A systematic bioinformatics analysis of small proteins in plants

Small proteins (SPs, <=100 amino acids in length) are prevalent in all prokaryotes and eukaryotes. They are known to perform varieties of relevant functions and participate in regulation of various biological processes. Although integrated studies of SPs in prokaryotes and animals have been carried out, the systematic investigation on plant SPs still remains an unwritten story. This is mainly because of the lack of sequenced whole genomes in plant, which is improving by the sequence data explosion triggered by next generation sequencing. In this study, we extract 37,003 SPs from 13 whole genome sequenced plants, including 3 green algae, 1 bryophyte, 3 monocots and 6 dicots.
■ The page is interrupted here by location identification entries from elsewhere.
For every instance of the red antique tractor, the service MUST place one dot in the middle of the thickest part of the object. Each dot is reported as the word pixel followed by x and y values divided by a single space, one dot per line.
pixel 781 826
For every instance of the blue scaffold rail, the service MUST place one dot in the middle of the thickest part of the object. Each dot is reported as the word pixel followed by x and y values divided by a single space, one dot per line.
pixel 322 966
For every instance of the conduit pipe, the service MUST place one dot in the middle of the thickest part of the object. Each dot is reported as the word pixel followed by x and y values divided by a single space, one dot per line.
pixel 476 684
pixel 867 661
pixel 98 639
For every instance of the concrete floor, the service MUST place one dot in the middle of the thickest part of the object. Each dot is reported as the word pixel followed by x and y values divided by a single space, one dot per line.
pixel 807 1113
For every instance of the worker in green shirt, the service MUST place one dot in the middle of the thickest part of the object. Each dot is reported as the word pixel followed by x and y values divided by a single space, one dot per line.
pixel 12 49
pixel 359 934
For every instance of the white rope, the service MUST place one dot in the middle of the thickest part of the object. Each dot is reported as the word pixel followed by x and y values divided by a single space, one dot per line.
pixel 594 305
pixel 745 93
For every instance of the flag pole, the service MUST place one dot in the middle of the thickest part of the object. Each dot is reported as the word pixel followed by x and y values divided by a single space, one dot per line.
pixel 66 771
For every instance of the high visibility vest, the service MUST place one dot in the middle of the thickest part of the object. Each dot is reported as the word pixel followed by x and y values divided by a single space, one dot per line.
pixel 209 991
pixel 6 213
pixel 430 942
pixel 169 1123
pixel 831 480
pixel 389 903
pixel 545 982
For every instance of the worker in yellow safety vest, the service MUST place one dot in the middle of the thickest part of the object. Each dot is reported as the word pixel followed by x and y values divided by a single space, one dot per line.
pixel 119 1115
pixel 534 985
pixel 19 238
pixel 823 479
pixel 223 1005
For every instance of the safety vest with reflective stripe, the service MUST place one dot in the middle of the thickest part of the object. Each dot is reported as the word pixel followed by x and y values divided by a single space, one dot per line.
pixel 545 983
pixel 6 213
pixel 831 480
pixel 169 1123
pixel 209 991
We mainly analysed the compositional features, conservative relations, enriched functions in different conserved groups, and the functional domain and evolution characteristics of plant SPs. We observed that the majority of SPs (64.20%) are species specific and 89.31% of these species-specific SPs do not match with any gene ontology (GO) functional annotation. It seems that organisms are likely to enrich SPs to exert specialized functions. By grouping SPs on the basis of sequence conservation within lineages, we noticed that SPs perform lineage-specific functions and many corresponding biological functions emerge with the evolution of SPs. The domains probably evolve independently in SPs while change to other cooperation patterns in the long course of evolution. In addition, gene duplication could be the primary force in the evolution of some plant SPs, for example, small nuclear ribonucleoproteins.